Om de vraag te kunnen beantwoorden of sprake is van een toerekenbare tekortkoming in de nakoming, dient eerst vastgesteld te worden wat tussen partijen is overeengekomen ten aanzien van de verkoop van de woning en het bijgebouw.
In de akte van levering is onder meer opgenomen:
“Verkoper heeft blijkens een met koper aangegane overeenkomst van koop en verkoop gesloten op tien mei tweeduizend zeven, aan koper verkocht en levert op grond daarvan aan koper die blijkens voormelde overeenkomst van verkoper heeft gekocht en bij deze voor zich aanvaardt de eigendom van:
Het woonhuis met ondergrond, tuin en verdere aanhorigheden te [postcode] [plaatsnaam] , (…)
door koper te gebruiken als woonruimte.
Ten aanzien van dit gebruik van het verkochte heeft verkoper het navolgende medegedeeld:
hem is niet bekend dat dit gebruik op publiek- of privaatrechtelijke gronden niet is toegestaan.”
De tussen partijen gesloten koopovereenkomst van 10 mei 2007 is door partijen niet in het geding gebracht.

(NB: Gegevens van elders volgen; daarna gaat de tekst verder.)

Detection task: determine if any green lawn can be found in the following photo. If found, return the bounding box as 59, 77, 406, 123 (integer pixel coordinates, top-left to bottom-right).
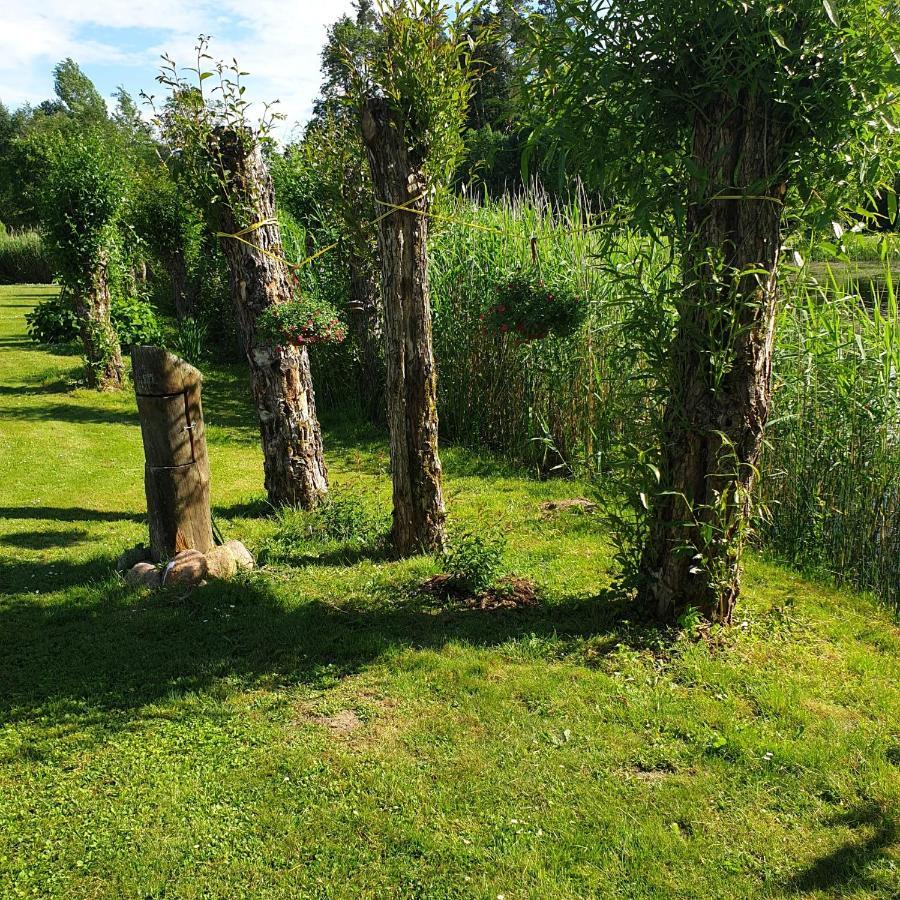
0, 287, 900, 900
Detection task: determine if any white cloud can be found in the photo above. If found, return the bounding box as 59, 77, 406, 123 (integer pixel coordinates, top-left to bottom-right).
0, 0, 352, 134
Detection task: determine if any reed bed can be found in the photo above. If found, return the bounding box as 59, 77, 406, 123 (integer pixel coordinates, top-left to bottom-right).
317, 191, 900, 609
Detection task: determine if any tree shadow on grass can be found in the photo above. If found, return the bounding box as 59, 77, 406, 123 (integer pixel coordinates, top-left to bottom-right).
0, 556, 116, 596
0, 506, 147, 523
787, 801, 900, 897
0, 568, 635, 728
3, 403, 140, 427
0, 379, 70, 397
0, 528, 88, 550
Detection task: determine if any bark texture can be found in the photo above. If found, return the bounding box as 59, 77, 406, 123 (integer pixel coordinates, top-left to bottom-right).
362, 98, 445, 554
166, 248, 194, 319
641, 97, 785, 623
75, 256, 125, 391
131, 347, 214, 562
212, 129, 328, 509
348, 256, 385, 425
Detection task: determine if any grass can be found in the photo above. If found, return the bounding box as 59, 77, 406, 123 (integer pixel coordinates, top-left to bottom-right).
0, 288, 900, 900
0, 225, 53, 284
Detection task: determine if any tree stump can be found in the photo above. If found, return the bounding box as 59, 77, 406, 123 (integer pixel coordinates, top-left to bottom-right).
131, 347, 214, 562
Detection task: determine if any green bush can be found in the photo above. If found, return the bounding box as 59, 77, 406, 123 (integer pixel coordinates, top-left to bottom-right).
169, 316, 209, 365
0, 228, 53, 284
25, 290, 162, 347
262, 493, 387, 564
441, 533, 506, 594
110, 297, 162, 348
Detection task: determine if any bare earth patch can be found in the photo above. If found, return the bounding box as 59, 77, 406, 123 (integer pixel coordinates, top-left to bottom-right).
308, 709, 363, 734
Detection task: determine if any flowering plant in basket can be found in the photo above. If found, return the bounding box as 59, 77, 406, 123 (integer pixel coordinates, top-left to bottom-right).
481, 269, 587, 343
256, 296, 347, 347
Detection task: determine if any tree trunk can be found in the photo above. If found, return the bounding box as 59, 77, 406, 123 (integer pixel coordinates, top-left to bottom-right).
212, 129, 328, 509
75, 265, 125, 391
348, 256, 385, 425
131, 347, 215, 562
641, 98, 785, 623
166, 249, 194, 319
362, 98, 445, 554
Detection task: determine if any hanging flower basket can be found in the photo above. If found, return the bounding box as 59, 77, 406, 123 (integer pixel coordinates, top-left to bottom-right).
256, 297, 347, 347
481, 269, 587, 343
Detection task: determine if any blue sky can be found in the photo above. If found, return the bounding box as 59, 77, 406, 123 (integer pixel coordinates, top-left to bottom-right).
0, 0, 352, 139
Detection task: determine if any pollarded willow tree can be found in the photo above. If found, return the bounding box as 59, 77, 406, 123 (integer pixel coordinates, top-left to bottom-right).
158, 45, 328, 509
349, 0, 482, 554
534, 0, 900, 622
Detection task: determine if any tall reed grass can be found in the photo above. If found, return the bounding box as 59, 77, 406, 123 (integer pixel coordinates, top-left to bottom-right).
316, 192, 900, 608
0, 230, 53, 284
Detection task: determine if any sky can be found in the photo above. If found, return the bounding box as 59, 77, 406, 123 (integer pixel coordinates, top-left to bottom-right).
0, 0, 352, 140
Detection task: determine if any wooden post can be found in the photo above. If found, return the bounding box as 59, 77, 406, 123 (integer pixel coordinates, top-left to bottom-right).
131, 347, 214, 562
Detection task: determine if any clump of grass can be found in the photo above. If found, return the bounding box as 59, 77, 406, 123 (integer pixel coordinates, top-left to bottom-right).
0, 229, 53, 284
260, 492, 387, 565
760, 267, 900, 607
441, 533, 506, 595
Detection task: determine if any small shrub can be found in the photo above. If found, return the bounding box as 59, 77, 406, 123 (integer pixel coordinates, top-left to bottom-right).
110, 296, 162, 348
441, 533, 506, 594
25, 290, 162, 347
481, 269, 587, 342
262, 493, 385, 563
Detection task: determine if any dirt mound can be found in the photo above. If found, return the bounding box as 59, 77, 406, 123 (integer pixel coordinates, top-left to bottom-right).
419, 575, 540, 610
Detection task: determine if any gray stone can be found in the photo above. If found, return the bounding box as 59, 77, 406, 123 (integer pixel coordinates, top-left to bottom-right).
206, 546, 238, 581
222, 541, 256, 571
163, 550, 208, 587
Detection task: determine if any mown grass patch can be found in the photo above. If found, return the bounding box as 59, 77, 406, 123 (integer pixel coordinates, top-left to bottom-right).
0, 288, 900, 900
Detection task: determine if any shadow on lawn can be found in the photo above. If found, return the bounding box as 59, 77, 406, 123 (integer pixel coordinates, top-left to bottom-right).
787, 801, 900, 896
0, 528, 88, 550
0, 506, 147, 522
0, 567, 636, 727
3, 402, 139, 426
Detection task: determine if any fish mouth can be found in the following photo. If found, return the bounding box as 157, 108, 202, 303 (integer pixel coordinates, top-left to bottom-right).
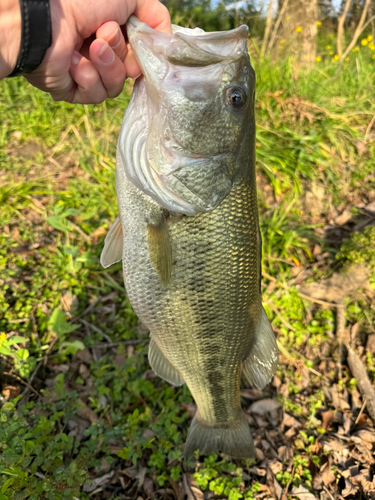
126, 16, 249, 80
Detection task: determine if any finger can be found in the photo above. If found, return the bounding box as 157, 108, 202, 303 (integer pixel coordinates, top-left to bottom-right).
68, 51, 107, 104
134, 0, 172, 33
90, 39, 126, 97
96, 21, 127, 61
124, 47, 142, 78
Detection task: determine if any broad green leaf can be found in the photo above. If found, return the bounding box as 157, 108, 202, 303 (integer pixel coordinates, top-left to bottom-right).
7, 335, 29, 345
48, 309, 79, 337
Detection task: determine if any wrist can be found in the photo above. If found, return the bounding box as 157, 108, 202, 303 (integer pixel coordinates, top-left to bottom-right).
0, 0, 21, 79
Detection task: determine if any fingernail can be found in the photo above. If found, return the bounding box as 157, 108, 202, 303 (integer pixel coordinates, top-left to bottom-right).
98, 42, 115, 64
108, 28, 122, 49
71, 52, 81, 65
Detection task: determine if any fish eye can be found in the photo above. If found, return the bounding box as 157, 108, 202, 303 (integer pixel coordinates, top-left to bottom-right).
227, 87, 246, 109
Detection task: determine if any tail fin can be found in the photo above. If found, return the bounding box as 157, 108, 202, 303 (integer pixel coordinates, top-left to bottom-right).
184, 411, 256, 460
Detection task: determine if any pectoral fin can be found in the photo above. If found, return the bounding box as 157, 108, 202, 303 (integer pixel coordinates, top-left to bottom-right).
147, 214, 172, 287
100, 216, 123, 268
148, 338, 184, 385
242, 307, 279, 389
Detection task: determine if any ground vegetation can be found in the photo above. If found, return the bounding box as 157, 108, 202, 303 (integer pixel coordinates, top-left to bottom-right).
0, 9, 375, 500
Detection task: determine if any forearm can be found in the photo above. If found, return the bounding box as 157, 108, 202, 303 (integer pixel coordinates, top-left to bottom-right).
0, 0, 21, 80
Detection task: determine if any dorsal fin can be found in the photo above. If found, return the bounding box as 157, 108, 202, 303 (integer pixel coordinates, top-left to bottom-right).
100, 215, 123, 268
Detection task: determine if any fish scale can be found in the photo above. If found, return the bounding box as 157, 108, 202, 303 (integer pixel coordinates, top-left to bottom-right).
101, 17, 278, 458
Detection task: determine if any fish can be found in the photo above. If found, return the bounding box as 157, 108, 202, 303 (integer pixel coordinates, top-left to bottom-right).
101, 16, 278, 459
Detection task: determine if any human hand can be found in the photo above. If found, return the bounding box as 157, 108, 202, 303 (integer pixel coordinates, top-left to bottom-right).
26, 0, 171, 104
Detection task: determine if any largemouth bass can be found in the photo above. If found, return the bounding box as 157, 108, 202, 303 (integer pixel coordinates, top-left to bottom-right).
101, 17, 278, 458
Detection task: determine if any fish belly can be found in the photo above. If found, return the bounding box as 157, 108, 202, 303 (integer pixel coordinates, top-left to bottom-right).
116, 158, 261, 427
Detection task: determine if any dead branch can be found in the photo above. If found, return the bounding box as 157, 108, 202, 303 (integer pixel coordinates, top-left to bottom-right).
347, 346, 375, 424
3, 372, 41, 398
341, 0, 371, 60
337, 0, 352, 61
260, 0, 272, 57
267, 0, 289, 52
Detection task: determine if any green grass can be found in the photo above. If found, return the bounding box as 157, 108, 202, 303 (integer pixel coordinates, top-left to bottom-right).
0, 40, 375, 500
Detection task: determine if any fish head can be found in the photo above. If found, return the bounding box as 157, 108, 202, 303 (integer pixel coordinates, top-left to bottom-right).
119, 16, 255, 215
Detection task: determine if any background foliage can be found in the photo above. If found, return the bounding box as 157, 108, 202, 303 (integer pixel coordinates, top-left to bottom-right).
0, 0, 375, 500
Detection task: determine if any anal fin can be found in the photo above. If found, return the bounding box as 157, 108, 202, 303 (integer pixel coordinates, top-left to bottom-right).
148, 338, 184, 385
184, 410, 256, 460
242, 307, 279, 389
100, 215, 123, 268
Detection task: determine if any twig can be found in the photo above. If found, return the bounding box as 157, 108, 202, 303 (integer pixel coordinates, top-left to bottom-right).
365, 115, 375, 140
260, 0, 272, 57
341, 0, 375, 64
168, 477, 182, 500
262, 270, 277, 283
79, 318, 106, 336
92, 339, 150, 349
336, 304, 345, 379
337, 0, 352, 61
267, 0, 289, 52
80, 320, 99, 361
265, 300, 296, 332
3, 372, 41, 398
22, 357, 44, 397
298, 292, 342, 307
69, 221, 91, 243
103, 271, 125, 292
353, 398, 366, 427
347, 346, 375, 424
121, 391, 158, 413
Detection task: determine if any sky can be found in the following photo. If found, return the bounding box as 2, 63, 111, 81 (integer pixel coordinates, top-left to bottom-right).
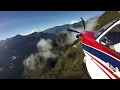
0, 11, 104, 40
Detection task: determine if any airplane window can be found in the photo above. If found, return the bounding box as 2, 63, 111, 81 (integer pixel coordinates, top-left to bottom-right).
100, 24, 120, 53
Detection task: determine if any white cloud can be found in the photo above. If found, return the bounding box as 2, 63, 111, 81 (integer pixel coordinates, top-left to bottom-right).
11, 56, 16, 60
24, 54, 36, 70
71, 20, 79, 24
24, 29, 41, 35
37, 39, 56, 59
23, 39, 56, 70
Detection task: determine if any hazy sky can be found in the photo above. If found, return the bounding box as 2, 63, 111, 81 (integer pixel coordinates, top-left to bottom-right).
0, 11, 104, 40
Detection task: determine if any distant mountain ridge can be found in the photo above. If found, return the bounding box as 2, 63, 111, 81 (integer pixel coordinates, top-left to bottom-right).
0, 32, 55, 79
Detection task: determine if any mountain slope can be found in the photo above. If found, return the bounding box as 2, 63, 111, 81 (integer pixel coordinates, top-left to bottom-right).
0, 32, 55, 79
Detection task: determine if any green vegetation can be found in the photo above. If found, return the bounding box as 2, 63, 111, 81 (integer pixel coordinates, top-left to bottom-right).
42, 40, 90, 79
23, 11, 120, 79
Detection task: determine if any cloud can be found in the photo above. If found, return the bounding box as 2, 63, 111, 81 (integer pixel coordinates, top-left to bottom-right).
37, 39, 56, 60
71, 20, 79, 24
24, 29, 41, 35
23, 39, 57, 70
66, 17, 99, 44
23, 54, 37, 70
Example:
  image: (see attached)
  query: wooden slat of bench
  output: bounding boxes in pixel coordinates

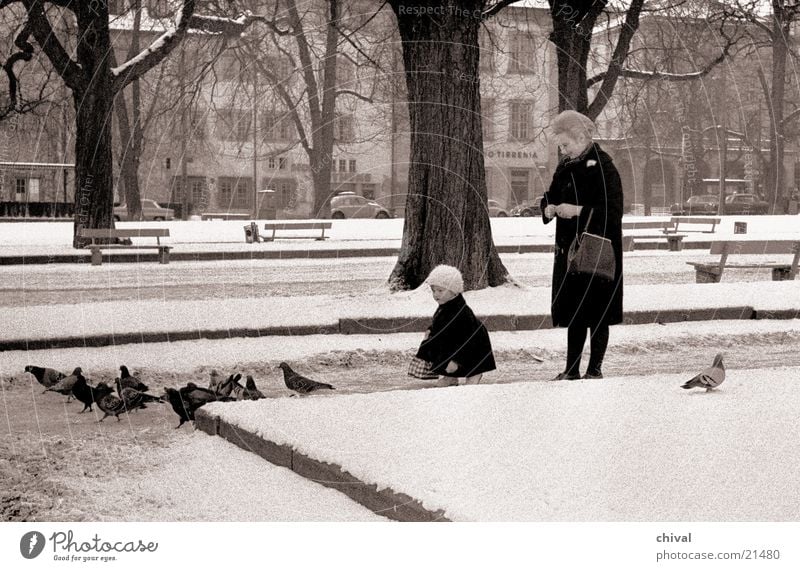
[85,244,172,250]
[78,228,169,239]
[710,240,800,256]
[670,216,721,234]
[622,220,670,230]
[686,261,792,270]
[264,221,331,230]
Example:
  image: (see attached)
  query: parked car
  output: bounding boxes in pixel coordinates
[331,192,392,219]
[114,199,175,221]
[725,192,769,214]
[670,194,719,216]
[511,198,542,216]
[489,199,508,218]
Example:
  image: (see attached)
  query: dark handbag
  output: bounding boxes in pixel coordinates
[408,357,439,379]
[567,211,617,281]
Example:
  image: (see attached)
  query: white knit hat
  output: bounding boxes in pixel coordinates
[425,265,464,293]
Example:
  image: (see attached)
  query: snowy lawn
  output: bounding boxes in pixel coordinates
[0,281,800,340]
[207,367,800,521]
[0,215,800,251]
[71,432,386,521]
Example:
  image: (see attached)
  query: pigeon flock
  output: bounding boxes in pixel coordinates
[25,353,725,428]
[25,363,334,428]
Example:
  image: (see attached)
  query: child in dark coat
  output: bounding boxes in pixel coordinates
[417,265,496,384]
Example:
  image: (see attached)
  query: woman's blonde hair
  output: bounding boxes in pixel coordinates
[552,109,596,140]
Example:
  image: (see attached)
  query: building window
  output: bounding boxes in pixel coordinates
[108,0,125,15]
[481,99,494,141]
[333,113,355,143]
[266,54,294,83]
[261,111,297,141]
[217,109,252,142]
[147,0,170,18]
[508,32,536,73]
[509,101,533,141]
[509,169,531,204]
[14,178,28,202]
[361,183,376,200]
[264,178,297,208]
[336,56,356,89]
[217,177,253,210]
[189,110,206,141]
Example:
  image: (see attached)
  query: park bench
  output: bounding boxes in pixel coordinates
[200,212,253,220]
[622,220,686,252]
[668,216,720,234]
[686,240,800,283]
[78,228,172,266]
[263,220,331,242]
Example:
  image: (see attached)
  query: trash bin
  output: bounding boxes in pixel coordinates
[244,222,258,244]
[256,188,277,220]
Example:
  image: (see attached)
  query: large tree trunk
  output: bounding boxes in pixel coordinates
[73,8,114,248]
[765,0,791,213]
[390,0,508,290]
[550,1,596,114]
[114,89,142,220]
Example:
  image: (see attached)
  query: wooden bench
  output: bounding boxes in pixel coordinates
[668,216,720,234]
[78,228,172,266]
[263,220,331,242]
[200,212,253,220]
[686,240,800,283]
[622,220,686,252]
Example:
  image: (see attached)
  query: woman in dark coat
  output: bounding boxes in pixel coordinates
[541,111,622,380]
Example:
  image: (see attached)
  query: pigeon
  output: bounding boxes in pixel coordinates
[25,365,66,392]
[45,367,85,402]
[681,353,725,392]
[230,375,266,400]
[209,373,242,397]
[119,387,163,412]
[114,365,150,395]
[93,383,127,422]
[164,383,234,428]
[72,375,94,414]
[208,369,223,393]
[278,363,336,394]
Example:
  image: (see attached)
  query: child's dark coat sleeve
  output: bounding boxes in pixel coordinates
[417,295,496,377]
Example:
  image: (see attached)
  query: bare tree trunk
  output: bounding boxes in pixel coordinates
[389,0,508,290]
[72,9,115,248]
[114,89,142,220]
[766,7,791,213]
[73,84,114,248]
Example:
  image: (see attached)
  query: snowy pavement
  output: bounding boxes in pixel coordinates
[206,367,800,521]
[0,281,800,343]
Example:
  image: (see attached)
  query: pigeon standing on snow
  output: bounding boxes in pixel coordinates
[681,353,725,392]
[45,367,83,402]
[278,363,336,394]
[25,365,66,389]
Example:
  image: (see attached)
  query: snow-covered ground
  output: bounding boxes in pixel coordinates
[0,276,800,341]
[0,215,800,250]
[0,217,800,521]
[207,367,800,521]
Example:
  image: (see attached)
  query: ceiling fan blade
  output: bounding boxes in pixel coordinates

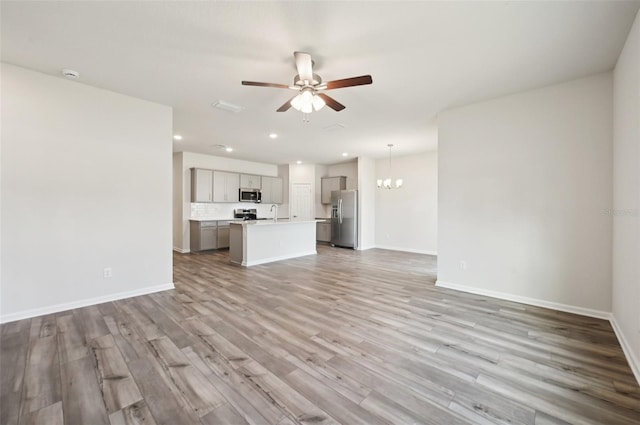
[323,75,373,90]
[293,52,313,81]
[316,93,346,111]
[242,81,289,89]
[276,95,297,112]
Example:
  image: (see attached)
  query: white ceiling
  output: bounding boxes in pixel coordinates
[1,1,640,164]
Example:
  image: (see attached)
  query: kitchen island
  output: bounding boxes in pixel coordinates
[229,220,316,267]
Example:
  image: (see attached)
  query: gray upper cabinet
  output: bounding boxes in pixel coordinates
[320,176,347,205]
[240,174,262,189]
[261,176,283,204]
[191,168,213,202]
[213,171,240,202]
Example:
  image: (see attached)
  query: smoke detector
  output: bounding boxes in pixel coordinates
[62,69,80,80]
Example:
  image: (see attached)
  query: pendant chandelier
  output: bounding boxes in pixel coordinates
[378,144,402,189]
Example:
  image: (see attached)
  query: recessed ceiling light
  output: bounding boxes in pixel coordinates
[211,100,244,114]
[62,69,80,80]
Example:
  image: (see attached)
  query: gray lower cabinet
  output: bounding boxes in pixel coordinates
[189,220,218,252]
[218,221,229,249]
[316,221,331,242]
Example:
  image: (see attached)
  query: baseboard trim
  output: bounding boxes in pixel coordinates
[356,245,377,251]
[375,245,438,256]
[436,280,611,320]
[609,313,640,385]
[0,282,175,323]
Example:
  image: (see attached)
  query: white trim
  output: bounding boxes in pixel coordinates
[232,249,318,267]
[0,282,175,323]
[375,245,438,256]
[609,313,640,385]
[356,245,377,251]
[436,279,611,320]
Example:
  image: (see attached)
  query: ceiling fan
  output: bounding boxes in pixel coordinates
[242,52,373,117]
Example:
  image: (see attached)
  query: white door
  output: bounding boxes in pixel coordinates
[291,183,312,221]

Bedrijfshuisvesting BV heeft de eigendom van het woonhuis en verdere aanhorigheden overgedragen aan [eiseres] en [eiseres] kan het woonhuis als woonruimte gebruiken. In zoverre is dus voldaan aan de op Bedrijfshuisvesting BV rustende verplichtingen. Uit de akte van levering zelf volgt niet dat Bedrijfshuisvesting BV gehouden was een bijgebouw dat bewoond mocht worden te leveren. Door [eiseres] zijn daarnaast geen feiten en omstandigheden gesteld die moeten leiden tot het oordeel dat de akte van levering op die manier moet worden uitgelegd.
Weliswaar wijst [eiseres] in dit verband nog op het taxatierapport van [naam A] & [man A] Makelaars en Taxateurs van 17 april 2007 (productie 6 bij dagvaarding), waarbij [eiseres] suggereert dat de akte van levering hiernaar verwijst, maar de inhoud van dit rapport leidt de rechtbank niet tot een andere conclusie.
In de akte van levering wordt verwezen naar het door de heer [man A] opgemaakte taxatierapport waarin een koopprijs van € 330.000,00 wordt genoemd (productie 2 bij conclusie van antwoord) welk rapport is gedateerd 5 februari 2007. Het rapport waar [eiseres] naar verwijst betreft een ander taxatierapport opgemaakt door [naam A] en [naam B] waarin de onderhandse verkoopwaarde van de woning vrij van huur en gebruik wordt gewaardeerd op € 535.000,00.
Het taxatierapport waar [eiseres] op wijst betreft dus niet het rapport waar de akte van levering naar verwijst. Het taxatierapport waarin de waarde van de woning op
€ 330.000,00 wordt gewaardeerd, spreekt enkel over de verhuur van de woning aan [eiseres] , niet over de verhuur van het bijgebouw.